Stop a eventi sportivi e viaggi tra province «a difesa di Pechino», come proclamato a marzo al termine di una riunione del Comitato permanente della Politburo del Partito comunista, presieduto dal presidente Xi Jinping, che ha puntato sulla tutela della capitale «a ogni costo». Il primo caso di contagio era stato giovedì di un uomo di 55 anni ricoverato all’ospedale Ditan: aveva detto di non essere mai uscito dalla città nelle ultime due settimane o di aver avuto contatti con gente proveniente da fuori. Elementi che avevano già fatto alzare l’allerta. Il segretario del partito di Pechino Cai Qi, fedelissimo di Xi, e il sindaco Chen Jinping avevano già disposto la convocazione dei funzionari del distretto di Fengtai per una stretta sulle misure di prevenzione e controllo.
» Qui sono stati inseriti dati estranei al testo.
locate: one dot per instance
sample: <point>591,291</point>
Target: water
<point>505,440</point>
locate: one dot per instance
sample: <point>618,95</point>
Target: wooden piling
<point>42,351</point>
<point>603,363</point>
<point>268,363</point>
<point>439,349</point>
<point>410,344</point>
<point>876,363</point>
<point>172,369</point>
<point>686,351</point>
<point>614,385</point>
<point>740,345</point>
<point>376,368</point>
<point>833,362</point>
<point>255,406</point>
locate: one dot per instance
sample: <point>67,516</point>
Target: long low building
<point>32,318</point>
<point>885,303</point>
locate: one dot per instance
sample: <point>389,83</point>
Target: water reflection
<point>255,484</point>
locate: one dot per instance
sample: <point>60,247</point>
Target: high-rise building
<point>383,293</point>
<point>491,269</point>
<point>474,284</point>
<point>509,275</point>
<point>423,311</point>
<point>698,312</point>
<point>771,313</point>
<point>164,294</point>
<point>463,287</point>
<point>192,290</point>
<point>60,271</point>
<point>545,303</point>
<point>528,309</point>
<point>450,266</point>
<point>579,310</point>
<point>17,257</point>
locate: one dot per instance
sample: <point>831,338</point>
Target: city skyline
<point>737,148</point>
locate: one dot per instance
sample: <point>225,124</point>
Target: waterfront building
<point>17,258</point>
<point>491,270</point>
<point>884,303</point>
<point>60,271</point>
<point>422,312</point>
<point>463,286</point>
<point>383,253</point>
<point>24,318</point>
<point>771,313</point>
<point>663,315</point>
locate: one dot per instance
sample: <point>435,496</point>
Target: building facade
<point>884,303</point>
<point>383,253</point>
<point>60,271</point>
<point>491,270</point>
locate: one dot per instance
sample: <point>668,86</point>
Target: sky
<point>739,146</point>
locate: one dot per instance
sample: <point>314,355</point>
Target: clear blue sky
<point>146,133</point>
Nel mirino erano finiti i mercati, proprio come l’Huanan di Wuhan, considerato l’epicentro della pandemia che ha infettato oltre 7,6 milioni di persone nel mondo e provocato quasi 450mila decessi. Scarsa igiene. Già oggetto di polemiche internazionali per la scarsa igiene, i wet market sono ritenuti un pericoloso luogo di trasmissione del virus dagli animali selvatici all’uomo. Proprio sabato il livello di allerta a Pechino era stato abbassato al grado tre, il secondo più basso, con l’allentamento di restrizioni e controlli: malgrado i proclami, la «guerra di popolo» sembra essere ancora lunga.